Chancellor George Osborne and Bank of England Governor Mark Carney are pulling out of G20 talks in Australia due to the “economic risks” of a potential vote for independence in Scotland.

The two men had been due to attend the meeting of G20 finance ministers and central bank governors in Cairns on September 20th and 21st - the weekend after the poll on independence.

However the Bank confirmed that Mr Carney - who is due to chair a plenary meeting of the financial stability board of bank regulators in Cairns on Wednesday - will now return early to be back in time for the result.

The Bank said Mr Carney will be represented at the G20 by the deputy governor for financial stability, Sir Jon Cunliffe.

Mr Osborne said it is important to remain in the UK to deal with the aftermath of the September 18 vote, and denied he is panicking.

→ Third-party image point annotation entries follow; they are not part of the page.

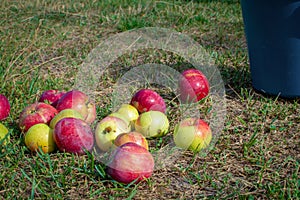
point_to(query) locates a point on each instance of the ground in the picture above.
(43, 43)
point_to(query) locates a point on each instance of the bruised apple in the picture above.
(73, 135)
(146, 99)
(4, 107)
(36, 113)
(51, 97)
(134, 137)
(152, 124)
(131, 162)
(64, 114)
(108, 129)
(80, 102)
(193, 86)
(193, 134)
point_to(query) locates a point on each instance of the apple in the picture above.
(152, 124)
(146, 99)
(36, 113)
(130, 162)
(108, 129)
(63, 114)
(128, 113)
(80, 102)
(73, 135)
(193, 86)
(4, 107)
(51, 97)
(40, 136)
(193, 134)
(119, 115)
(3, 134)
(134, 137)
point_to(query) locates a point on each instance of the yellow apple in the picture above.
(40, 136)
(3, 134)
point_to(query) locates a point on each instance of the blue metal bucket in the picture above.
(272, 30)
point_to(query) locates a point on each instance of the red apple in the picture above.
(4, 107)
(131, 162)
(36, 113)
(73, 135)
(193, 86)
(51, 97)
(193, 134)
(146, 99)
(80, 102)
(134, 137)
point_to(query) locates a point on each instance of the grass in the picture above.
(42, 46)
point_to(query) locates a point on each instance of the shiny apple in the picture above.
(146, 99)
(80, 102)
(73, 135)
(131, 162)
(51, 97)
(40, 137)
(4, 138)
(192, 134)
(36, 113)
(134, 137)
(64, 114)
(108, 129)
(4, 107)
(193, 86)
(152, 124)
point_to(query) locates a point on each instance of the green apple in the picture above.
(152, 124)
(64, 114)
(40, 136)
(3, 133)
(119, 115)
(129, 112)
(107, 130)
(192, 134)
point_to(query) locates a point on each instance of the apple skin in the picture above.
(36, 113)
(3, 133)
(193, 134)
(131, 162)
(64, 114)
(193, 86)
(73, 135)
(4, 107)
(107, 130)
(146, 99)
(152, 124)
(40, 136)
(128, 113)
(134, 137)
(51, 97)
(80, 102)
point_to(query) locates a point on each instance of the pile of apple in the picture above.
(62, 120)
(4, 113)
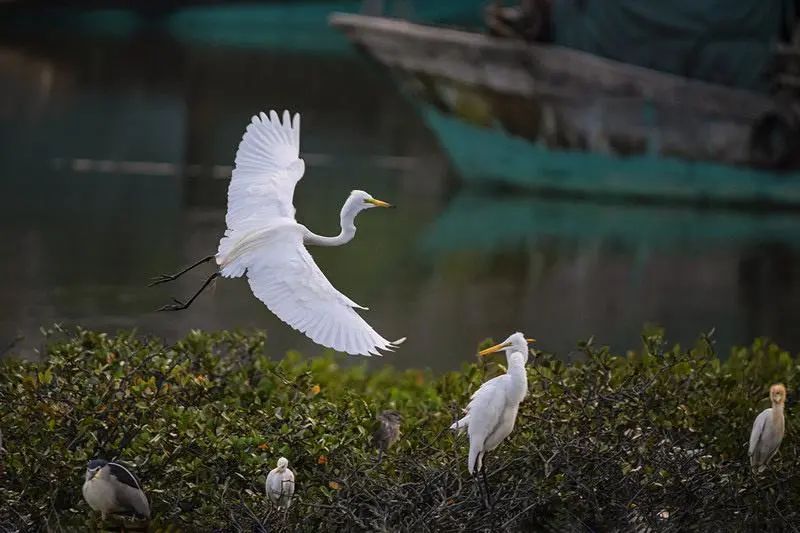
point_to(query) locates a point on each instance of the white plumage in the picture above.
(280, 484)
(492, 412)
(768, 429)
(264, 240)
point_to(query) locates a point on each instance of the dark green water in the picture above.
(114, 156)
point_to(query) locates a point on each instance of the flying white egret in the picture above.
(280, 484)
(265, 241)
(768, 429)
(492, 411)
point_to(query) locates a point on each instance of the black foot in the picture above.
(161, 278)
(177, 306)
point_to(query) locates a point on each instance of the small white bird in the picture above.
(280, 484)
(492, 412)
(265, 242)
(768, 429)
(111, 488)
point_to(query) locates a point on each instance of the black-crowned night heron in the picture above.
(280, 484)
(768, 429)
(387, 432)
(111, 488)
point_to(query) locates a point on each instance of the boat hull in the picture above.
(489, 155)
(550, 118)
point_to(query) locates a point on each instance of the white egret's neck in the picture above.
(519, 377)
(347, 221)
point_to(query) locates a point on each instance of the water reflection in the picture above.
(113, 154)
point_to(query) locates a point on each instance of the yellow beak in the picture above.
(378, 203)
(493, 349)
(498, 347)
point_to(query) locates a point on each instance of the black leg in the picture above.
(489, 502)
(163, 278)
(180, 306)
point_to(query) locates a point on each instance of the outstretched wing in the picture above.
(267, 169)
(284, 276)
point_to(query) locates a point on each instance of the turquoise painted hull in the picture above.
(297, 26)
(492, 156)
(489, 223)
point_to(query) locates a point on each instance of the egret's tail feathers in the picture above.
(460, 425)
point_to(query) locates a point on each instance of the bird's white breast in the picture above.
(99, 494)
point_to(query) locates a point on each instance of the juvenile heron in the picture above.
(265, 242)
(111, 488)
(387, 432)
(768, 429)
(492, 412)
(280, 484)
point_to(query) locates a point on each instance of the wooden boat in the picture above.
(297, 26)
(546, 117)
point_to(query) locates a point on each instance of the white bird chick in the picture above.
(280, 484)
(111, 488)
(492, 412)
(768, 429)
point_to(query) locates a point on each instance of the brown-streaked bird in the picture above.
(280, 484)
(768, 429)
(387, 432)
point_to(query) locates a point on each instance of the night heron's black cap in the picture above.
(96, 463)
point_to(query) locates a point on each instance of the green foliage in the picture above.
(610, 442)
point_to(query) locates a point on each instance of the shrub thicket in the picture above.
(653, 439)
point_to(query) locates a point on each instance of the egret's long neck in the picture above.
(777, 412)
(348, 231)
(519, 378)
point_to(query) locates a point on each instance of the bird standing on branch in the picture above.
(492, 412)
(280, 484)
(768, 429)
(112, 488)
(265, 242)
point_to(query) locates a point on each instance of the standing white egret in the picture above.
(768, 429)
(265, 241)
(492, 412)
(280, 484)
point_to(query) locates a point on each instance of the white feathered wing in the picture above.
(264, 240)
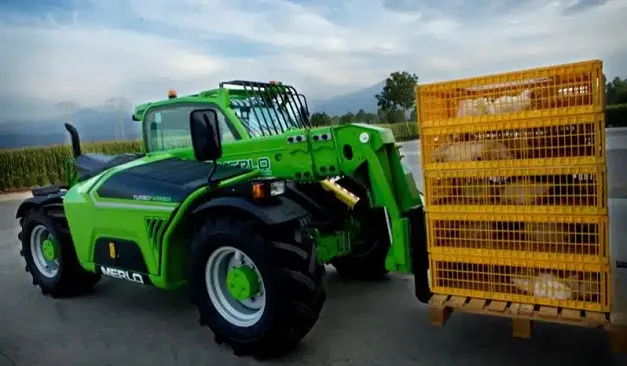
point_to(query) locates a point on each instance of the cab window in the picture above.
(168, 127)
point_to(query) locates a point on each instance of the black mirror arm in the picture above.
(213, 170)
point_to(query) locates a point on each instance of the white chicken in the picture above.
(523, 192)
(544, 285)
(472, 151)
(510, 104)
(472, 107)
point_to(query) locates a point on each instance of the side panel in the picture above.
(120, 233)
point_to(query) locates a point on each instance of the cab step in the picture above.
(523, 316)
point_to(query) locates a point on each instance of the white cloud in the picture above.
(322, 47)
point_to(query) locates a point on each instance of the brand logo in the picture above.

Asked about the dangers of capital flight from Scotland in the event of a Yes vote, he said: “There is now a referendum campaign under way. The Governor of the Bank of England has confirmed that there are contingency arrangements in place at the Bank.

“For my own perspective I have taken the decision that I won't go to G20 finance ministers meeting in Australia next week. I think it is important, given the economic risks of one potential outcome of that referendum, that I'm here in the UK.

“The Governor of the Bank of England has quite independently come to the same conclusion.”

The Chancellor, attending a UK-China economic conference in London, was challenged about the timing of the decision, but insisted it is “perfectly reasonable” to cancel the trip now.

He said: “I think it is sensible, given we have got this referendum, and I think everyone accepts these sorts of referendums don't come round every month, this is a very big moment for our country and a very big decision with permanent consequences.

“I've taken a personal decision that it is sensible for me to be here in the UK because clearly there are economic risks associated with one outcome of the referendum and those have been pointed to by numerous external observers of the British economy.”

Pressed on why the decision had only now been taken, given that the referendum date had been fixed for some time, Mr Osborne said: “It is perfectly reasonable as we approach the referendum that we set out our travel plans and diaries. It's not that surprising.”

First Minister Alex Salmond had called on Cabinet Secretary Sir Jeremy Heywood to investigate why “a Treasury source” discussed RBS plans to relocate its headquarters to London if Scotland votes for independence with the BBC several hours before it was announced to the markets.

The Yes camp have also raised concerns about claims the Government had pressured businesses to speak out about the risks of independence.

But Mr Osborne said “we talk to businesses all the time”, and added: “The Cabinet Secretary has dismissed any suggestion that there is something wrong about this.

“I think people should focus on the fact that Alex Salmond does not want to talk about the big economic questions, he does not want to talk about the big economic risks.

“What I think is interesting is you will have seen, just very recently, international investors like UBS, like Credit Suisse, like ING, coming out and speaking about the risks of separation.

“So you have got international investors as well as some of Britain's biggest companies talking about this.”